With Texas highways overcrowded, Governor Rick Perry proposed a plan as big as the state itself: a 4,000-mile grid of road, railway and utility corridors that would crisscross the state and connect up with the existing highway system.
Earlier this summer, the legislature put together a plan to pay for the Trans Texas Corridor System. Instead of relying on new gas taxes, the corridor's cost--$150 billion over the next 25 years--will be financed by a heavy reliance on toll roads and be managed locally through the use of fiscal and legal powers the legislature has approved for a new type of governmental entity, the regional mobility authority.

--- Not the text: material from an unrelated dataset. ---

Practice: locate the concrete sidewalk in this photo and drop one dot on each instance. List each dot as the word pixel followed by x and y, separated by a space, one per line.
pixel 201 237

County governments will be able to create regional mobility authorities that can seize land, issue bonds and build toll roads. Counties--as opposed to the state transportation department or the federal highway agency--will address local transportation priorities while building much of the new corridors as toll roads.
"I think the era of the freeway is coming to an end," says Bob Tesch, the chairman of the Central Texas Regional Mobility Authority, a consortium of two counties in the metro Austin area. "Instead of taxing someone on the far end of a region to get their money to build on the other end of the region, why not create a more fair way to pay for it, and that's a toll."
Tesch already has his first target: Highway 183A, a 12-mile bypass that will connect Austin with fast-growing Williamson County. Highway 183A has sat unbuilt on TxDOT's drawing board for 18 years. Tesch hopes to open the road as a tollway in less than four years' time.